The left had no trouble rallying all its additional potential voters from the Left Front, but also likely had fairly good transfers from the NC (3%) and even FN (7.5%) though most FN voters likely voted UMP in the runoff. The FN’s electorate in these parts are much less working-class and are likely angry bourgeois, thus more likely to still support the UMP in the runoff.
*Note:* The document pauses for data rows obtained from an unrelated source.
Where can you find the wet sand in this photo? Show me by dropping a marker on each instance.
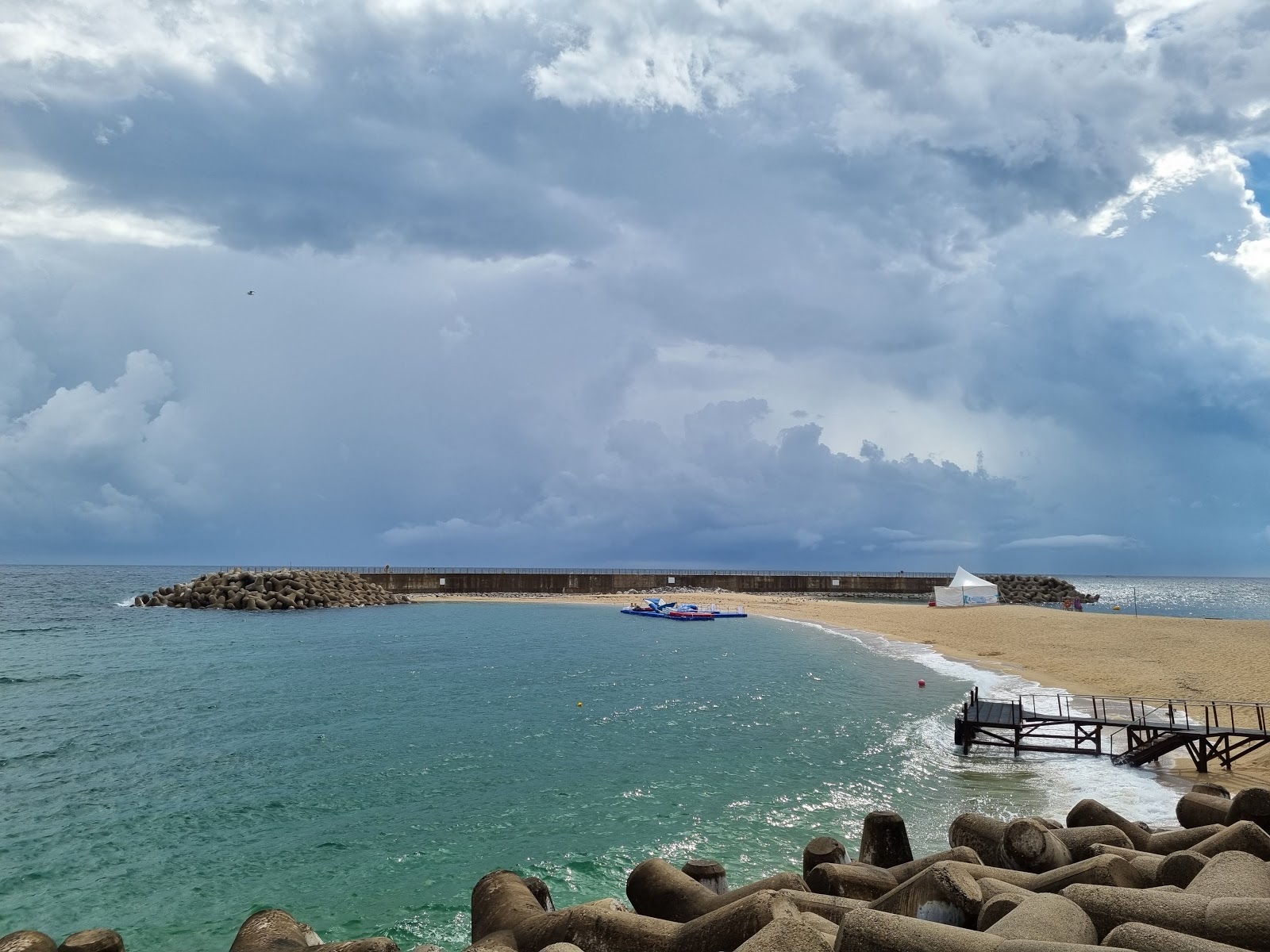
(1085, 653)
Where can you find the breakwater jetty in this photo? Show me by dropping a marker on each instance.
(607, 582)
(1092, 881)
(266, 590)
(1016, 589)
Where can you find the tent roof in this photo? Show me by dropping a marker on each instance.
(963, 581)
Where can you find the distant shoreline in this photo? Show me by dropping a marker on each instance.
(1083, 653)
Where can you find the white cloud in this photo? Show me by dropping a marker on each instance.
(38, 203)
(1087, 541)
(83, 48)
(108, 457)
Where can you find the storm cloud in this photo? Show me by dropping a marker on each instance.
(883, 286)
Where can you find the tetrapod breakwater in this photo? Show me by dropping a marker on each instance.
(1095, 880)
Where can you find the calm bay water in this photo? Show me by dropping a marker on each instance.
(167, 774)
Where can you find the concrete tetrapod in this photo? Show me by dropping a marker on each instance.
(1080, 841)
(831, 908)
(1179, 869)
(1232, 873)
(1033, 848)
(851, 881)
(874, 931)
(1238, 922)
(1251, 804)
(709, 873)
(997, 908)
(983, 835)
(1244, 835)
(1151, 939)
(787, 936)
(946, 892)
(1146, 863)
(958, 854)
(541, 892)
(1091, 812)
(1166, 842)
(1052, 918)
(276, 931)
(822, 850)
(657, 889)
(93, 941)
(1213, 790)
(1202, 809)
(27, 941)
(503, 904)
(884, 839)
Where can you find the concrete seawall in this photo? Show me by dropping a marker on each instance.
(596, 583)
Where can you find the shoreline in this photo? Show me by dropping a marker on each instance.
(1081, 653)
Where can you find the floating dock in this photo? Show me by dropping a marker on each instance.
(1145, 729)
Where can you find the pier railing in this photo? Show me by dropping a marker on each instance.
(1166, 714)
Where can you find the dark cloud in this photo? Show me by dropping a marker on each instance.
(541, 287)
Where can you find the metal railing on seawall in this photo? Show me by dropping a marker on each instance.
(487, 570)
(581, 582)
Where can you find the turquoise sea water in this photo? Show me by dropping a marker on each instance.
(168, 772)
(1178, 596)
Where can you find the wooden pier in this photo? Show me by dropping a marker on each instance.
(1145, 729)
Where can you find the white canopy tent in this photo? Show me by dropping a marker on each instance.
(965, 589)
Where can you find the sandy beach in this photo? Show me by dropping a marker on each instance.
(1083, 653)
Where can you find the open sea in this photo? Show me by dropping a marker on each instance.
(167, 774)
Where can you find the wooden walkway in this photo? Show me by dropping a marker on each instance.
(1146, 729)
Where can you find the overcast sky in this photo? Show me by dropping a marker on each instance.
(883, 285)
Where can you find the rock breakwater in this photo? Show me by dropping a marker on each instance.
(1035, 589)
(1095, 881)
(283, 589)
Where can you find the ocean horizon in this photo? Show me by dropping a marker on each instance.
(171, 772)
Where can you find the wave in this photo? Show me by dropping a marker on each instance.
(1064, 778)
(71, 676)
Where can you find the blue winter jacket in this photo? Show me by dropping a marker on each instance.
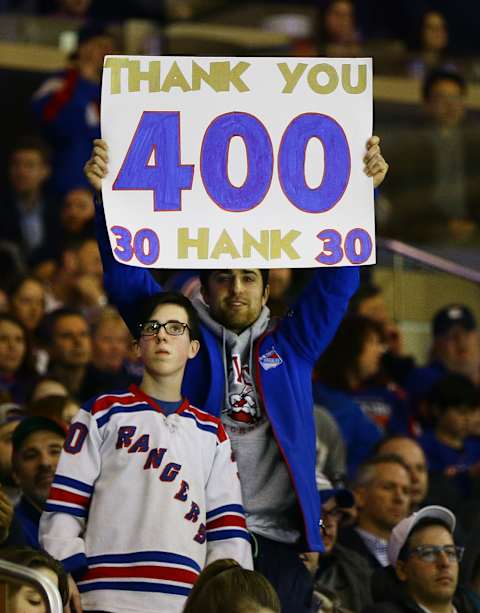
(283, 361)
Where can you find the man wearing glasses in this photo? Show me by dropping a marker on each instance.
(146, 491)
(425, 560)
(341, 576)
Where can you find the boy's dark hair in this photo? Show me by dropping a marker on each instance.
(225, 581)
(442, 74)
(33, 558)
(453, 390)
(205, 274)
(145, 307)
(426, 522)
(35, 144)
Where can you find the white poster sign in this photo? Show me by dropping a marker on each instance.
(238, 162)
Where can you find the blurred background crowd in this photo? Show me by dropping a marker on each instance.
(396, 394)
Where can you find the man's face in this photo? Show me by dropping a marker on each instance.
(28, 171)
(28, 303)
(235, 297)
(34, 464)
(165, 355)
(71, 343)
(385, 500)
(458, 349)
(446, 103)
(78, 209)
(6, 452)
(110, 345)
(429, 582)
(12, 347)
(412, 454)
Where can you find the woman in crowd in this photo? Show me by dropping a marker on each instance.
(347, 384)
(17, 373)
(27, 301)
(24, 598)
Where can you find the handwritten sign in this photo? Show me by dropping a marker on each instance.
(238, 162)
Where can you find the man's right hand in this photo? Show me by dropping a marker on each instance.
(74, 604)
(97, 166)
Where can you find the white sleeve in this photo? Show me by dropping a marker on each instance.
(64, 517)
(227, 534)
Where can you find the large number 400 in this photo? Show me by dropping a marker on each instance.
(153, 161)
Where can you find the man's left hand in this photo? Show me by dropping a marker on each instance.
(375, 166)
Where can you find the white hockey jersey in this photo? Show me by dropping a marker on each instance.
(141, 502)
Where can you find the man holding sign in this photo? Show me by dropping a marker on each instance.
(257, 378)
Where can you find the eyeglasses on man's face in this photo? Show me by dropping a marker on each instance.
(172, 327)
(430, 553)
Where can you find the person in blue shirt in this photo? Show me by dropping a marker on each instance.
(257, 377)
(455, 349)
(343, 385)
(449, 449)
(37, 444)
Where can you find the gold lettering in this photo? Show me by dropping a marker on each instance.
(175, 78)
(291, 78)
(185, 242)
(279, 244)
(223, 245)
(235, 74)
(115, 64)
(135, 76)
(217, 78)
(361, 79)
(261, 246)
(331, 84)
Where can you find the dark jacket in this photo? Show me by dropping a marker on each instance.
(390, 597)
(349, 537)
(345, 573)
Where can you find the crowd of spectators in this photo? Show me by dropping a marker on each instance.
(394, 439)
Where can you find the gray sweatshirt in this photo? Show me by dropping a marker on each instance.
(268, 495)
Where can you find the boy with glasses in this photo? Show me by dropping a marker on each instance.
(146, 492)
(426, 562)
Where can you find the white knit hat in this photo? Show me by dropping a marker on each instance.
(402, 529)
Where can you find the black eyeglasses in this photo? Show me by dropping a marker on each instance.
(430, 553)
(153, 327)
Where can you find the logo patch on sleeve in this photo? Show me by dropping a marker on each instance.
(271, 359)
The defeat of the right has sent shock waves through the UMP, with the party’s spokesperson/attack dog Frédéric Lefebvre blaming the defeat on the NC’s candidate, who, despite his weak result, only 3%, allegedly caused the right’s defeat. Lefebvre believes in the right’s favourite myth that being on top in the first round creates a sort of “dynamic” which allows you to win in the runoff. According to his reasoning, if the NC had not run, the UMP would have placed first and then won in the runoff because of these mysterious “forces” and “dynamics”. Of course, such a theory is a bad lie and an awful myth, though coming from a person as intellectually dishonest as Lefebvre makes it less of a surprise or insult to our intelligence. Lefebvre, and his master Sarkozy, would like to use this defeat as proof that different right-wing candidates in the first round are bad for the right, thinking in the context of 2012 and the NC’s insistence that it will run a candidate of its own. Sarkozy is a foe of this strategy of first round division, thinking that first round unity breeds a dynamic of unity for the runoff. If the UMP keeps thinking in such a sectarian and intellectually dishonest faction, it is shooting itself in the foot ahead of 2012.